Recently, however, Doe's evolved from his role as a punk pioneer to one of a punk historian. Since 2016, Doe and co-writer Tom DeSavia have been collecting essays from musicians and artists who were a part of, or influenced by, that L.A. punk movement.
The first book, "Under the Big Black Sun: A Personal History of L.A. Punk" (2016), captured the scene's early days from a variety of voices and perspectives.
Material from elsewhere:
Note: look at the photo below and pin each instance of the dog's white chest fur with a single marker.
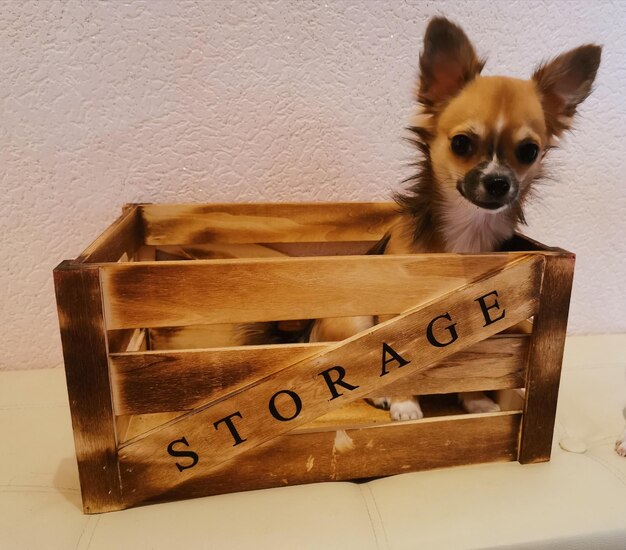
(470, 229)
Set between 1977 and 1982, it tells the stories just before bands were signed to record labels, before they made money and went on tour.
The second book, released last month, is "More Fun in the New World: The Unmaking and Legacy of L.A. Punk." Told once again through various essays, it deals with how bands survived - or didn't survive - once they started making it big.
Jane Wiedlin of The Go-Go's contributed a story, explaining how the scene she helped create reacted to The Go-Go's success.
"The blowback from the kids still in Hollywood was swift, ugly and final," she wrote. "The Go-Go's had SOLD OUT. Never mind that anyone who was in a band, punk or not, would've killed to be popular. To actually make a living making music. But we had abandoned ship. Like rats, but cuter. And it hurt to hear what our 'friends' back home now thought of us."
Even local skateboarding icon Tony Hawk contributed to Doe's latest book, explaining why punk was the soundtrack "piped through the speakers" at skateparks.
"Like skating, punk was raw. It was real. It was energetic. And it was pretty much all we listened to."
On KPBS Midday Friday, Doe explained how he didn't set out to become the voice of the early punk movement. But even though it's a job he reluctantly inherited, he's been able to relive those days from different perspectives, including the less-represented female and minority musicians like Wiedlin, and Angelo Moore of Fishbone.
Doe and DeSavia will be at Lou's Records on Saturday for a book-signing and Q&A. Doe then performs with his band, X, on Saturday and Sunday at The Belly Up.